In 1886, he treated 350 people, of which only one developed rabies. The treatment’s success laid the foundations for the manufacture of many other vaccines. The first of the Pasteur Institutes was also built on the basis of this achievement.

The museum
After 30 years spent at the Normal School, Louis Pasteur moved in 1888 into the apartment reserved for him within the Institute. Now the Pasteur Museum, this place is rich in the collections it preserves and the personality it evokes.

Louis Pasteur will live in this apartment during the last seven years of his life from 1888 to 1895. Some time after the death of Madame Pasteur in 1910, with the exception of the constituent furniture and a few paintings, all of the scholar’s personal belongings were transported to Versailles in the Vallery-Radot mansion.

During the commemoration of the centenary of the birth of Louis Pasteur in 1922, the delegates of the Nations and the foreign Universities visit the apartment. In the living room, flasks, flasks, microscopes that belonged to Louis Pasteur are brought together in several display cases.

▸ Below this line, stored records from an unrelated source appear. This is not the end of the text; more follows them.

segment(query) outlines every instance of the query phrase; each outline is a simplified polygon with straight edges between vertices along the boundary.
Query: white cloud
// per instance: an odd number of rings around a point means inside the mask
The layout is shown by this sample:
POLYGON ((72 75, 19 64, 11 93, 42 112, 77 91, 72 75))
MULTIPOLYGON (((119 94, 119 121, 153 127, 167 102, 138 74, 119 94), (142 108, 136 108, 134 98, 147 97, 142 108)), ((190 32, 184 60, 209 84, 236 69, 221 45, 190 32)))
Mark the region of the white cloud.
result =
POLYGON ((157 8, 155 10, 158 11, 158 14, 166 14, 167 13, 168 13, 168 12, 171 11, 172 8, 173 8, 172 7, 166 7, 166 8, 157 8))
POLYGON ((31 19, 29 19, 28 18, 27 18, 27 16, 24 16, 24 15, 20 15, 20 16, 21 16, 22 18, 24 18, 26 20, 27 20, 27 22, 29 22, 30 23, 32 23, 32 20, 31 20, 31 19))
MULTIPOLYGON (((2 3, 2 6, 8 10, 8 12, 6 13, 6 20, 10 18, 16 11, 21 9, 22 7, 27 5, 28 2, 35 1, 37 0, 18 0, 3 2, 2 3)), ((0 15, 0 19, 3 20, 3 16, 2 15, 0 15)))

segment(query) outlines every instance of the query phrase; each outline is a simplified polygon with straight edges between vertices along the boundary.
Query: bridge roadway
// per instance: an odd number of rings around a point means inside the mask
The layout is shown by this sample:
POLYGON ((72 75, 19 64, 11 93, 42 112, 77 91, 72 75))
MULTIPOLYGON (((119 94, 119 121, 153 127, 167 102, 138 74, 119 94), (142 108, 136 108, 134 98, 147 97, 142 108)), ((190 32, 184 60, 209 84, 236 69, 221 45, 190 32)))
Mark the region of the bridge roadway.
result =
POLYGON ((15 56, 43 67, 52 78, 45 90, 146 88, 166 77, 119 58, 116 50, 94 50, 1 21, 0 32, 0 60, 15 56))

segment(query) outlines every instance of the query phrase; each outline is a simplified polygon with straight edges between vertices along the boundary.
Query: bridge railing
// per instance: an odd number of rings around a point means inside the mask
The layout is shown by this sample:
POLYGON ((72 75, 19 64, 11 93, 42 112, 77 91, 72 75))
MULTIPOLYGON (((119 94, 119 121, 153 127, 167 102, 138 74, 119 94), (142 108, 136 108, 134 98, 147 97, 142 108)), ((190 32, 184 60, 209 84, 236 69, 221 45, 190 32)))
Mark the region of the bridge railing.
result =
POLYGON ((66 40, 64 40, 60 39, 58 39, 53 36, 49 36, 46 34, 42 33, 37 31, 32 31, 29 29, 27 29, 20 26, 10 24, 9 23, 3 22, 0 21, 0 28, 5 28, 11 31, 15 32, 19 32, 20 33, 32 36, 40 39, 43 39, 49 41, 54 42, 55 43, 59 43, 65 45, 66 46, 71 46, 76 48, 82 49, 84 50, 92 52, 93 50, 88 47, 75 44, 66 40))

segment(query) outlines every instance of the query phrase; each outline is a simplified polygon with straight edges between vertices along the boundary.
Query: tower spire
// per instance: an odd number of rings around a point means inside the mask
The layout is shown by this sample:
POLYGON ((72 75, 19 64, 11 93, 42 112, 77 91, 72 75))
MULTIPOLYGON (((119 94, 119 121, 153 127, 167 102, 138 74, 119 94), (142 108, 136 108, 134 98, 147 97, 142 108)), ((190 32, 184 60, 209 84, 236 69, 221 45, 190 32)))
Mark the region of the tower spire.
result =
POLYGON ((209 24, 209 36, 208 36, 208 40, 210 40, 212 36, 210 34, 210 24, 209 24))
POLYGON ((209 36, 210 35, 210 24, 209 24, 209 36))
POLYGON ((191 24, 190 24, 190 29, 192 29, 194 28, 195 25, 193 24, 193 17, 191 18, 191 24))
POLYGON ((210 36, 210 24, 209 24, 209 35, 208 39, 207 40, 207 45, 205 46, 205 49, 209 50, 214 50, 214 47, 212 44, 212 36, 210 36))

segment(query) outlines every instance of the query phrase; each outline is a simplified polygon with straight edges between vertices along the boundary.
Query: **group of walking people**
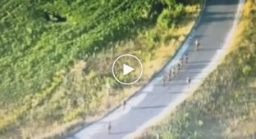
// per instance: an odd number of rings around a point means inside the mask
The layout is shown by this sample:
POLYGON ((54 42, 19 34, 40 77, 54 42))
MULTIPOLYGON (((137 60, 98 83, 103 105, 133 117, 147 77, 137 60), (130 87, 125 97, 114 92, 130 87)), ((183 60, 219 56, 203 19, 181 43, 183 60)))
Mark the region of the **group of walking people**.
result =
MULTIPOLYGON (((178 75, 178 73, 181 68, 181 66, 185 64, 185 63, 188 63, 189 62, 189 54, 185 53, 184 56, 182 56, 180 59, 178 63, 174 65, 173 67, 171 67, 168 72, 162 76, 162 85, 165 86, 167 81, 171 81, 171 78, 176 77, 178 75)), ((188 78, 187 79, 188 83, 190 83, 190 78, 188 78)))
MULTIPOLYGON (((198 39, 196 39, 194 41, 194 47, 195 47, 195 51, 198 52, 199 47, 199 43, 198 39)), ((189 62, 189 54, 186 52, 184 56, 182 56, 179 59, 178 63, 168 70, 167 74, 162 76, 162 78, 161 78, 162 85, 165 86, 165 83, 167 83, 167 81, 171 81, 171 78, 177 76, 177 74, 178 74, 181 66, 184 65, 184 63, 188 63, 188 62, 189 62)), ((189 87, 190 87, 190 82, 191 82, 191 78, 190 78, 190 77, 188 77, 186 78, 186 83, 189 85, 189 87)))
MULTIPOLYGON (((199 50, 199 40, 196 39, 194 42, 194 46, 195 46, 195 51, 198 52, 199 50)), ((166 75, 162 76, 162 86, 165 85, 167 81, 171 81, 171 78, 175 78, 177 76, 178 72, 180 71, 181 66, 185 64, 185 63, 188 63, 189 62, 189 53, 186 52, 185 55, 183 55, 180 59, 178 63, 172 68, 171 68, 168 70, 168 73, 166 75)), ((191 78, 190 77, 188 77, 186 78, 186 83, 188 84, 188 87, 190 87, 190 84, 191 83, 191 78)), ((124 110, 126 109, 126 101, 123 101, 123 102, 121 103, 121 106, 122 106, 122 110, 124 110)), ((112 124, 111 122, 108 122, 107 123, 107 133, 110 134, 112 129, 112 124)))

These objects will constitute the preliminary collection of the room of scientific memories, created 15 years later.

The apartment been reconstructed, only the 1st and 2nd floors are refurbished. The original layout is restored as faithfully as possible, where certain objects, testimonies of admiration or recognition, evoke the work of Louis Pasteur. On May 20, 1936, the reconstruction was completed. The apartment then becomes the Pasteur Museum. The Pasteur Museum has since then been a souvenir museum. Both a scientific museum and an art museum, it also represents a very rare example of decorative art from the end of the 19th century.

The Pasteur Museum retains an important collection linked to the memory and life of Louis Pasteur. The collection of the Pasteur museum preserves a rich iconography dedicated to Louis Pasteur and the history of Pasteur. Photographs illustrate Louis Pasteur and other scientists, but also paintings, engravings, drawings, sculptures, medals, etc.

Pasteur Institute
After developing the rabies vaccine, Pasteur proposed an institute for the vaccine. In 1887, fundraising for the Pasteur Institute began, with donations from many countries. The official statute was registered in 1887, stating that the institute’s purposes were “the treatment of rabies according to the method developed by M. Pasteur” and “the study of virulent and contagious diseases”. The institute was inaugurated on 14 November 1888. He brought together scientists with various specialties. Since 1891 the Pasteur Institute had been extended to different countries, and currently there are 32 institutes in 29 countries in various parts of the world.